LA RICERCA TIENE – Ciononostante, la ricerca continua a tenere il passo. Nel periodo 2011-2014, la quota italiana sul totale delle pubblicazioni mondiali si attesta complessivamente al 3,5%, non troppo distante da Francia (4,2) e Germania (5,8), i principali competitor europei, e meglio della Spagna (2,9). Tanta ricerca e ricerca di qualità: la quota di lavori pubblicate su riviste eccellenti è infatti superiore alla media mondiale. L’Italia registra poi valori molto alti di produttività in relazione al numero di ricercatori attivi: 3,65 pubblicazioni per ogni ricercatore, meglio di Spagna e Germania. Tre aree in particolare spiccano per lavori di eccellenza: Energia, Smart communities e Fabbrica intelligente. Attenzione, però: i primi segnali di difficoltà del sistema sono già evidenti. La produzione scientifica italiana dal 2011 al 2014 è cresciuta del 4%, in netto calo rispetto al passato: il tasso era stato del 5,8% tra il 2004 e il 2010, e addirittura del 7,4% a inizio anni duemila. Nell’ultimo decennio la crescita si è quasi dimezzata.

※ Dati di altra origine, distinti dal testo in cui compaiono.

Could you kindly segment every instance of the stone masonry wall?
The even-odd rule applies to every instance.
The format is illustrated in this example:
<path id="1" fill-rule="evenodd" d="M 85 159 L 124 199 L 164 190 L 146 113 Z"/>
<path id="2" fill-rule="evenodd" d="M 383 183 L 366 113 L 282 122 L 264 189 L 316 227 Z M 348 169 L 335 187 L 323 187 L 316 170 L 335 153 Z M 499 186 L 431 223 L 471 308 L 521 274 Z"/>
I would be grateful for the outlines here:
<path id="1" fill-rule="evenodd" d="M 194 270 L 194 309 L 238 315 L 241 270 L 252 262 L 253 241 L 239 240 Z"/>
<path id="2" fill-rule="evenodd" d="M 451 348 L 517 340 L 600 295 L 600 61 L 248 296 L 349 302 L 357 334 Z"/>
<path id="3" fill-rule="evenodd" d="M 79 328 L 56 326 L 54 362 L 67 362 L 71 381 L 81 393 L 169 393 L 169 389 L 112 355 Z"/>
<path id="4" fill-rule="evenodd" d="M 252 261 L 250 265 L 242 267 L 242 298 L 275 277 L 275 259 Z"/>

DOCENTI RIDOTTI ALL’OSSO – La colpa è anche e soprattutto dei soliti tagli all’istruzione. Nell’ultimo quinquennio sono diminuite le risorse e pure il personale umano a disposizione delle università: a seguito dei provvedimenti di blocco del turnover, il numero complessivo di docenti di ruolo a disposizione degli atenei (tra ordinari, associati e ricercatori) è passato dalle 62.753 unità del 2008 alle attuali 54.977, con un calo netto del 12%. “Nemmeno il piano straordinario 2016 che prevede il reclutamento di 861 nuovi ricercatori di tipo B riuscirà a modificare questa configurazione”, avverte l’Anvur. E questo “rappresenta un indebolimento della capacità didattica dell’intero sistema universitario”. Per il momento, però, non ancora della ricerca. Anche se il merito dei suoi risultati non è certo del governo.